Meat vendors suffer

Many trade areas in the Vuyani Meat Market in Town Two, experienced fewer customers than usual as the coronavirus threat continues to rise. Anelisiwe Mabandla, left and Bonelwa Gqalane bemoan the situation they find themselves in.

Nothing but hunger and poverty.

This was the response of a meat vendor when Vukani asked her what the lockdown had meant for her.

Bonelwa Gqalane is one of many Khayelitsha meat vendors who have lost their livelihood due to lockdown restrictions which prohibit the sale of cooked food.

The easing of restrictions to Level 4 at the beginning of the month meant that restaurants and eateries could have their hot cooked meals delivered to customers’ homes.

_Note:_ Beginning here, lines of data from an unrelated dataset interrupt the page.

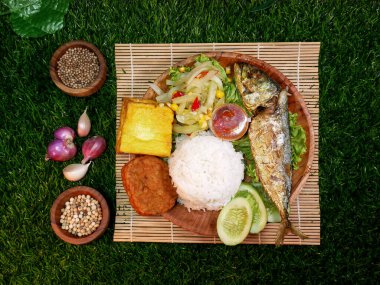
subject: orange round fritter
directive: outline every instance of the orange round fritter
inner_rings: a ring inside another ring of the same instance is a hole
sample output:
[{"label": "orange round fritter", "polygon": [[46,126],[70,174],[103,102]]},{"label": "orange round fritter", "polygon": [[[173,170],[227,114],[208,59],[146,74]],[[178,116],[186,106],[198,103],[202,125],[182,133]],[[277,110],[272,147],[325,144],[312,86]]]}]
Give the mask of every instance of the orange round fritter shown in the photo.
[{"label": "orange round fritter", "polygon": [[132,159],[121,169],[121,177],[129,202],[140,215],[160,215],[174,207],[178,195],[168,165],[158,157]]}]

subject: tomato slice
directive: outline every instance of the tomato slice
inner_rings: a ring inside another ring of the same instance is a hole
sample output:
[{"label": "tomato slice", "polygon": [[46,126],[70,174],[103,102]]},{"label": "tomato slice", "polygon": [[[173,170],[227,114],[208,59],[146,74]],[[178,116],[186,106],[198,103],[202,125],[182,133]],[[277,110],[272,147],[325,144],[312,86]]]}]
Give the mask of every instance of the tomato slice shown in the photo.
[{"label": "tomato slice", "polygon": [[182,93],[181,91],[177,91],[177,92],[175,92],[175,93],[172,95],[172,99],[177,98],[177,97],[182,97],[182,96],[185,96],[185,94]]},{"label": "tomato slice", "polygon": [[202,77],[205,77],[207,73],[208,73],[208,71],[202,71],[195,78],[201,79]]},{"label": "tomato slice", "polygon": [[199,102],[198,97],[195,97],[193,105],[191,105],[191,111],[194,112],[194,111],[198,110],[200,106],[201,106],[201,102]]}]

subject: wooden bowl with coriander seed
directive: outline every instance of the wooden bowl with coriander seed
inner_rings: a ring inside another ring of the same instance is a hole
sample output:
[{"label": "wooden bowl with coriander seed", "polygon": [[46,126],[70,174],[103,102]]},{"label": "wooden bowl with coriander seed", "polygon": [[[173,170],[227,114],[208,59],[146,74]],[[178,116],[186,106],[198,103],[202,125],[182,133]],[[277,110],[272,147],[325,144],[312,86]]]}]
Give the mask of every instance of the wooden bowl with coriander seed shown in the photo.
[{"label": "wooden bowl with coriander seed", "polygon": [[50,223],[55,234],[75,245],[88,244],[107,230],[110,209],[94,188],[76,186],[62,192],[50,209]]},{"label": "wooden bowl with coriander seed", "polygon": [[64,93],[87,97],[104,84],[107,65],[93,44],[78,40],[63,44],[50,60],[50,77]]}]

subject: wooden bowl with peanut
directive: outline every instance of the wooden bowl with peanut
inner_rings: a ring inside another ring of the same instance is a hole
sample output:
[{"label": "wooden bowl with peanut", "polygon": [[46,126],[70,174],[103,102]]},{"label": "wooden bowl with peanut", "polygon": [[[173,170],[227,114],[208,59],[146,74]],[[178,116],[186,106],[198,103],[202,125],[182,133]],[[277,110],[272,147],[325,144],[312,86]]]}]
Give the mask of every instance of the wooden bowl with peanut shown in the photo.
[{"label": "wooden bowl with peanut", "polygon": [[50,223],[55,234],[75,245],[88,244],[107,230],[110,210],[97,190],[77,186],[62,192],[50,210]]}]

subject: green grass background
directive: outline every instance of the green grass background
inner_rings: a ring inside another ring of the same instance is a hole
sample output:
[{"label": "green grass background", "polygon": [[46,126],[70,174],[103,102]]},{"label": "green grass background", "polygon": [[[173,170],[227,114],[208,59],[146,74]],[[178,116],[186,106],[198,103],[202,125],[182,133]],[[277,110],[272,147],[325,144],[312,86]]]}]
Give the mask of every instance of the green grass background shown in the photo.
[{"label": "green grass background", "polygon": [[[264,2],[272,3],[258,9]],[[375,283],[379,11],[378,1],[73,1],[65,27],[37,39],[17,36],[0,16],[0,284]],[[101,91],[85,99],[49,77],[52,53],[73,39],[98,46],[109,68]],[[115,212],[115,43],[277,41],[321,42],[320,246],[114,243],[114,221],[88,246],[54,235],[50,207],[74,185],[99,189]],[[75,128],[86,106],[90,134],[109,147],[70,183],[61,171],[71,162],[44,155],[54,129]]]}]

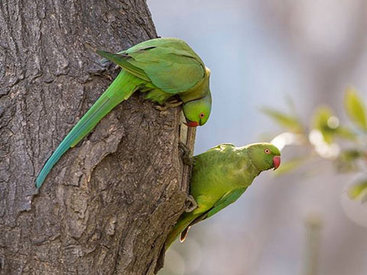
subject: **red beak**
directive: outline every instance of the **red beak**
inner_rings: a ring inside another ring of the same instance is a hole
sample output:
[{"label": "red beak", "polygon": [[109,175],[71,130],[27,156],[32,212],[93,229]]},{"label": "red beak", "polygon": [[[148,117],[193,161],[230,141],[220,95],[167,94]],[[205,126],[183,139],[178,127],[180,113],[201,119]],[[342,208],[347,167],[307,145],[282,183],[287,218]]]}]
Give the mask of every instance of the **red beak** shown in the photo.
[{"label": "red beak", "polygon": [[189,127],[197,127],[197,126],[199,126],[199,122],[196,122],[196,121],[188,121],[185,124],[187,126],[189,126]]},{"label": "red beak", "polygon": [[280,165],[280,157],[279,156],[273,157],[273,165],[274,165],[274,170],[279,167],[279,165]]}]

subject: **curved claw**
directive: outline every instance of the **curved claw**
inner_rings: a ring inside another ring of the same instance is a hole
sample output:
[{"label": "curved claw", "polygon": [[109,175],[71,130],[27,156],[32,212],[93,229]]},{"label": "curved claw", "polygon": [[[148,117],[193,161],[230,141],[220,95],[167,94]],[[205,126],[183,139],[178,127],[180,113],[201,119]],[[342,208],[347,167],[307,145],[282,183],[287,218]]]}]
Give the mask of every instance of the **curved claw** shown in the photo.
[{"label": "curved claw", "polygon": [[168,107],[166,105],[155,105],[154,108],[158,111],[164,112],[168,110]]},{"label": "curved claw", "polygon": [[182,105],[182,103],[183,103],[182,101],[172,100],[172,101],[167,101],[166,103],[164,103],[164,105],[156,105],[154,106],[154,108],[156,108],[159,111],[166,111],[169,108],[178,107]]},{"label": "curved claw", "polygon": [[188,195],[186,198],[186,209],[185,212],[192,212],[194,211],[196,208],[198,208],[198,203],[196,202],[196,200],[194,199],[193,196]]}]

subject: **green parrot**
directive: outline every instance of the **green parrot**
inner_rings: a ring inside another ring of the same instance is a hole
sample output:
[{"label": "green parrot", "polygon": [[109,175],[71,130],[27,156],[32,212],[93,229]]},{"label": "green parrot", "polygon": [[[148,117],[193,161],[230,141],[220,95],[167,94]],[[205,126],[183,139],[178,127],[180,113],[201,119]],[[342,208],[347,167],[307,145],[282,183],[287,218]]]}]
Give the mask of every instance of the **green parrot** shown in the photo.
[{"label": "green parrot", "polygon": [[181,215],[167,237],[165,249],[179,235],[183,242],[192,225],[235,202],[262,171],[277,169],[280,152],[270,143],[244,147],[220,144],[194,156],[193,163],[190,195],[196,202],[196,208]]},{"label": "green parrot", "polygon": [[[160,105],[169,99],[183,104],[189,127],[204,125],[211,111],[210,70],[186,42],[177,38],[157,38],[141,42],[117,54],[97,51],[122,70],[107,90],[79,120],[47,160],[36,179],[40,188],[52,167],[70,148],[78,144],[116,105],[135,91]],[[178,106],[171,104],[171,106]]]}]

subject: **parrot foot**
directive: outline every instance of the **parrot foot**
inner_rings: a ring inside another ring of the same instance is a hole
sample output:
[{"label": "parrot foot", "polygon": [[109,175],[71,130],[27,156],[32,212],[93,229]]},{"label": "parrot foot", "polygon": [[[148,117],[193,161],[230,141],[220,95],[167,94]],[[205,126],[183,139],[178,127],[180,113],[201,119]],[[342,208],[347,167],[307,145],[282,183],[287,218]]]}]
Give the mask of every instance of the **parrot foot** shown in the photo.
[{"label": "parrot foot", "polygon": [[166,102],[166,104],[168,106],[171,106],[171,107],[177,107],[177,106],[180,106],[183,104],[183,101],[177,99],[177,98],[173,98],[173,99],[170,99]]},{"label": "parrot foot", "polygon": [[188,195],[186,198],[186,209],[185,212],[192,212],[194,211],[196,208],[198,208],[198,203],[196,202],[196,200],[194,199],[193,196]]},{"label": "parrot foot", "polygon": [[183,102],[179,100],[172,100],[167,101],[164,105],[156,105],[155,108],[159,111],[167,111],[169,108],[175,108],[182,105],[182,103]]},{"label": "parrot foot", "polygon": [[158,111],[161,111],[161,112],[163,112],[163,111],[167,111],[167,107],[166,107],[166,105],[155,105],[154,106],[154,108],[156,109],[156,110],[158,110]]},{"label": "parrot foot", "polygon": [[194,165],[194,158],[192,157],[192,152],[183,142],[178,143],[178,148],[182,151],[182,162],[188,166]]}]

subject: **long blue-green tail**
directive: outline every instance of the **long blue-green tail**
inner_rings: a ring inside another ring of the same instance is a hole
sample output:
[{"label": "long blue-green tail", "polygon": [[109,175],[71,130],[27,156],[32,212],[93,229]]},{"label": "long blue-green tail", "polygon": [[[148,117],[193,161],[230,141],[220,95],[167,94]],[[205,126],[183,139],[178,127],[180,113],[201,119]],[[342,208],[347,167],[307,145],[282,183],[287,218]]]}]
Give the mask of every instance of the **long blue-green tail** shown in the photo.
[{"label": "long blue-green tail", "polygon": [[104,116],[106,116],[121,101],[128,99],[143,82],[143,80],[122,70],[108,89],[79,120],[47,160],[37,177],[36,187],[41,187],[52,167],[70,147],[74,147],[78,144],[80,140],[93,130]]}]

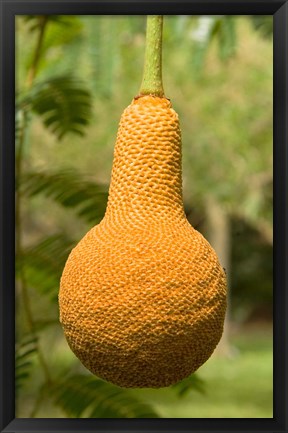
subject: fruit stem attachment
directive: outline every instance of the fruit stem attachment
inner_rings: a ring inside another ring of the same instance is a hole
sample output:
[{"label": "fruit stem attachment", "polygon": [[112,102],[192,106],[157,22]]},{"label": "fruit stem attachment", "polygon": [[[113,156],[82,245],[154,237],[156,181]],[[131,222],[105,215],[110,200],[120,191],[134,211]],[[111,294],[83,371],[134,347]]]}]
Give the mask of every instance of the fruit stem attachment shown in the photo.
[{"label": "fruit stem attachment", "polygon": [[164,96],[162,84],[162,15],[148,15],[141,95]]}]

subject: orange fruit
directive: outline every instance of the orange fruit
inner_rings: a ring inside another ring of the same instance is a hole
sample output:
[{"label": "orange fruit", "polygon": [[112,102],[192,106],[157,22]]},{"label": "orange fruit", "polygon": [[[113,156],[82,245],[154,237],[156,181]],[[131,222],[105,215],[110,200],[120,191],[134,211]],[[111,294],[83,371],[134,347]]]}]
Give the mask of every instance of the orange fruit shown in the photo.
[{"label": "orange fruit", "polygon": [[59,304],[76,356],[122,387],[174,384],[219,342],[225,272],[185,217],[179,120],[165,97],[124,110],[106,214],[72,250]]}]

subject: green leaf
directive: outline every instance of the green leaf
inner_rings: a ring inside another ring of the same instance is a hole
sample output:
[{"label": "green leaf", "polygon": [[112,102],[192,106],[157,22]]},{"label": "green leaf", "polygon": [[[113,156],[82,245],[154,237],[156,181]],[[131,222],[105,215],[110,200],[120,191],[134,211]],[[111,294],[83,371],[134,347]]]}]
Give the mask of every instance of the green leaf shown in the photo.
[{"label": "green leaf", "polygon": [[60,140],[69,133],[84,135],[92,115],[92,97],[83,82],[62,75],[35,84],[22,104],[29,104]]},{"label": "green leaf", "polygon": [[41,194],[63,207],[74,208],[89,223],[97,224],[104,216],[108,187],[86,179],[75,170],[26,173],[20,185],[23,194],[29,197]]},{"label": "green leaf", "polygon": [[263,38],[270,39],[273,36],[273,17],[270,15],[253,15],[251,21],[254,29]]},{"label": "green leaf", "polygon": [[63,267],[75,243],[60,234],[26,248],[16,259],[16,275],[23,266],[28,285],[55,300]]},{"label": "green leaf", "polygon": [[16,344],[15,386],[18,391],[30,377],[33,357],[37,352],[37,339],[31,335]]},{"label": "green leaf", "polygon": [[183,397],[190,391],[200,392],[201,394],[205,393],[205,383],[196,374],[192,374],[186,379],[181,380],[181,382],[172,385],[171,388],[176,391],[179,397]]},{"label": "green leaf", "polygon": [[94,376],[77,374],[50,388],[54,403],[73,418],[158,418],[147,403]]}]

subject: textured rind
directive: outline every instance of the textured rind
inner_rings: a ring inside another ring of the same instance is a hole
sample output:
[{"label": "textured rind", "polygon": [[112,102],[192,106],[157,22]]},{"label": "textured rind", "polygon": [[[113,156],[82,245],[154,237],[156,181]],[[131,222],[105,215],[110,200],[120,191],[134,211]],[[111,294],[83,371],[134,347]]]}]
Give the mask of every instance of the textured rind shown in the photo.
[{"label": "textured rind", "polygon": [[76,356],[122,387],[176,383],[218,344],[225,273],[185,217],[179,121],[166,98],[124,111],[105,217],[72,250],[59,305]]}]

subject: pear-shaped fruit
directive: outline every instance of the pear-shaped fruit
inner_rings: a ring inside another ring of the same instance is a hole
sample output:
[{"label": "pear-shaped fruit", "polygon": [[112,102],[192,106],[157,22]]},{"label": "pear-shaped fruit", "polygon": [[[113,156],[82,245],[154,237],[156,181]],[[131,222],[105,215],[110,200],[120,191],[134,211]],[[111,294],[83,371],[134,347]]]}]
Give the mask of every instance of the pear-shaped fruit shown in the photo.
[{"label": "pear-shaped fruit", "polygon": [[185,217],[179,121],[165,97],[124,111],[105,217],[71,252],[59,303],[76,356],[123,387],[174,384],[219,342],[225,273]]}]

But for the vendors this is not an option.

Now, the once bustling Vuyani Meat Market in Town Two, Khayelitsha, is a ghost town.

Desperate to make a living, some vendors are braaiing their meat elsewhere and bringing it to the market to sell illegally.

The angry Ms Gqalane, lashed out at the City of Cape Town. “It is ridiculous for the City to tell us to sell raw meat while our customers have that in their houses. No one would leave his or her raw meat at home and go buy more raw meat elsewhere,” she told Vukani last Thursday.

Another trader, Nolungile Rhaziya, said some of them had heeded the government’s call to sell raw meat but it was not working out for them.

While she understood that the aim was to help curb the spread of coronavirus, she said, it was depriving many traders of an income, and the ability to feed their families.

“We have young people that we have hired here. We have been forced to chuck them away now because we cannot pay them. The reason is simple, we are not making money. We also go home empty-handed,” she said.

“The government needs to revise this. We will die of hunger. What would be the difference, dying of corona or hunger? Something must be done for us.She said the traders were taking precautions to help curb the spread of the virus by cleaning their areas and adhering to some of the regulations. “We have been cleaning our utensils and our customers were always encouraged to clean their hands.

“Why must we die of hunger when we can do something for our own living? We plead to the government to allow us to sell what we have been selling,” she said.

Vukani visited areas like Langa, Mfuleni, and Nyanga where other meat vendors were continuing to sell braaied meat to their customers.

Mayco member for urban management Grant Twigg said between 15 and 20 traders at the Vuyani Meat Market area had been issued with permits which were in line with the level 5 lockdown restrictions and were operating daily.

“The Minister of Cooperative Governance and Traditional Affairs published new regulations on April 29, in line with the national government’s response to level 4.

“The new regulations increased the commodities that can be sold during this level by various sectors. This includes the sale of hot cooked food, only for home delivery. They are also allowed to sell uncooked meat and uncooked fish, fruit and vegetables, sweets, chips and cool drinks,” he explained.

However, he said, the City was waiting for the Small Business Regulations which would govern the operations of spaza shops and informal traders under level 4 to be gazetted.

“This will determine the way forward with these businesses. In summary, the City is unable to issue permits to traders braaiing and selling cooked meat under level 4,” said Mr Twigg.

Law Enforcement spokesperson Wayne Dyason reiterated that Covid-19 lockdown regulations dictated that no trader may sell hot food directly to the public and they were stopped from doing so in these areas by the relevant enforcement agencies. He said the regulations were applied consistently and if transgressions took place, they happened when enforcement officers were not in the area.